My point about big recipes isn’t the quality or difficulty of them, it is more about what you are putting into the recipe versus what you are getting out of it.
If the ingredients have a nutritional and morale value combined that exceeds or only equals the output of the recipe then then there’s an issue. The larger the number of ingredients combined in a recipe, the more of a bonus you should get.
A really good example of a recipe is the Johnnycake.
The recipe gives you 6 portions of johnnycake; each portion gives 20 nutrition and 2 fun.
The ingredients are 1x cooking oil and 2x cornmeal or flour.
Taken alone those things give almost no nutrition and actually give negative fun. That is perfect. That is how cooking can be useful. You are taking ingredients from the environment that have zero use to the player with no cooking skill, and are turning them into a valuable food item.
But not all recipes work quite this way. Take Meat Soup for example:
Meat Soup grants the following: Nutrition 160, Enjoyability 2(more when hot and fresh obviously). One portion.
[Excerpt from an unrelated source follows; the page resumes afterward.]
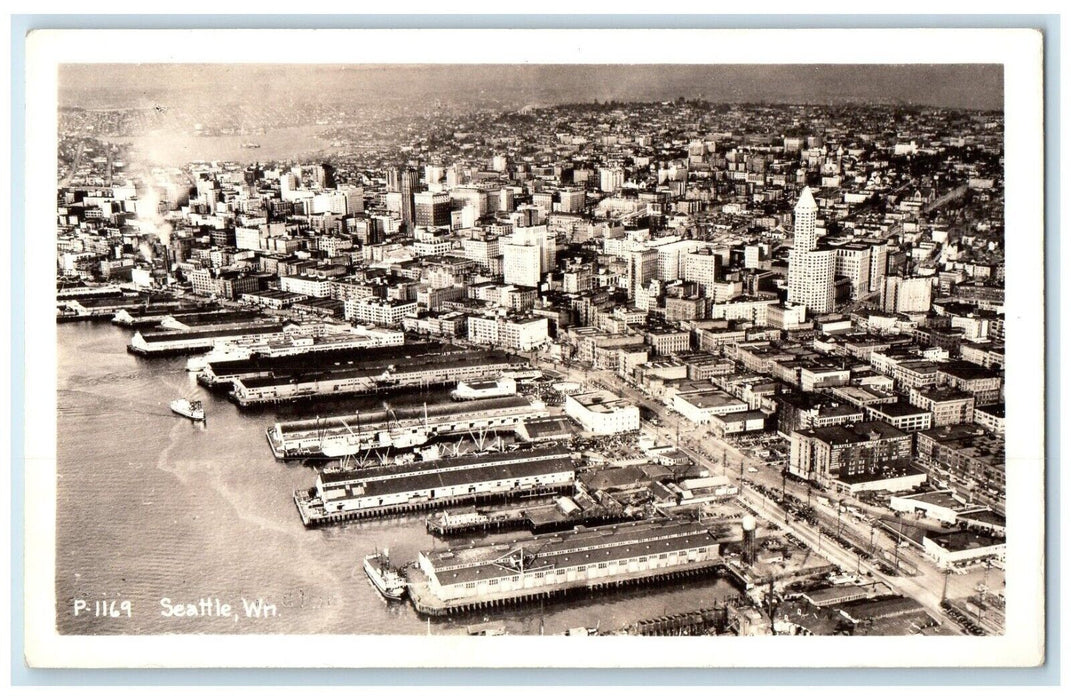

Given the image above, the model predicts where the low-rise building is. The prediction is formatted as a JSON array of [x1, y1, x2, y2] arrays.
[[345, 298, 417, 326], [907, 387, 975, 427], [788, 421, 924, 494], [673, 386, 748, 425], [865, 401, 934, 432], [564, 391, 639, 435]]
It is made using 2x meat chunks, 2x broth, and 1x Optional Item, which includes raw pasta and potato. Let’s assume potato because it best exemplifies what I’m talking about. I’m going to leave out the water/quenching aspect of the recipe for the sake of staying focused.
If, instead of making meat soup, you ate the broth and simply cooked the meat chunks and potato (neither require any additional ingredients to make).
This would give you:
50 nutrition and 8 Fun per cooked meat (plus stacking fresh+hot bonuses) for a total of 100 Nutrition and 16 Fun.
30 nutrition and 1 Fun per broth (plus stacking fresh+hot bonuses) for a total of 60 nutrition and 2 Fun.
20 nutrition and 3 Fun for the baked potato (plus fresh+hot bonuses)
In other words, you just turned 180 nutrition, 21 Fun, plus whatever Fun you get from stacking Hot+Fresh modifiers, into a single huge item worth 160 nutrition, 2 Fun, and only one hot+fresh modifier (I admit I am not sure how the hot+fresh modifiers work across multiple food items).
This is sort of what I am talking about. There are quite a few recipes like this. For the most part the baking stuff is great because you get multiple portions and the benefits always vastly outweigh simply not cooking those ingredients. But then you have recipes like Meat Soup where you are actually, objectively wasting resources.
With recipes like that, I ask again; Why Cook.
It wouldn’t be terribly difficult to rebalance recipes to make them more attractive, but it would certainly be tedious.
Personally, I would give the soup more than one portion and make the portions (combined) worth more than the items it uses.